1. Condenado pelos homens e abandonado pelo Pai
Em verdade, para o servo de Deus, isto é, para quem está na experiência de ser amado, privação, pobreza, injustiças e contrariedades, em vez de carências ou desgraças, sempre são vistas e acolhidas como desafios, provocações, riquezas, graças e bênçãos; é nelas e por elas que lhe é oferecida a ocasião de poder identificar-se com o Mestre que aprendeu a obedecer pelo sofrimento, isto é, que, para além da ignomínia, na Encarnação e, principalmente, na Cruz soube descobrir e ver a glória do bem querer do Pai, essência do nosso verdadeiro humano.
Assim, a paciência cristã e franciscana tem seu enraizamento e expressão maior e mais profunda no mistério da Cruz.
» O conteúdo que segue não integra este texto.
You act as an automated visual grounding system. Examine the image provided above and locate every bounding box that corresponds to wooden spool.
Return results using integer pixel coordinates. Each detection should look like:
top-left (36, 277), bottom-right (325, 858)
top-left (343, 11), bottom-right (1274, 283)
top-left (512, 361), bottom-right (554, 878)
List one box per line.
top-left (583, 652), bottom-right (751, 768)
Mas, em que sentido? No sentido que o próprio Cristo dá no alto do Calvário.Sim, Jesus sustentou, carregou, padeceu, suportou a vida de filho do homem e de Filho de Deus, condenado pelos homens, abandonado pelos próprios companheiros e pelo próprio Pai, isto é, por aqueles que deviam satisfazê-lo. Ele, que não conheceu pecado, foi feito pecado, amaldiçoado. Mas, bem no interior mais profundo desse abandono, no outro lado do grito “Meu Deus, meu Deus porque me abandonaste?” ouvimos outro grito: “Não se faça, porém, o que eu quero, mas o que tu queres! Pai, nas tuas mãos entrego o meu espirito!”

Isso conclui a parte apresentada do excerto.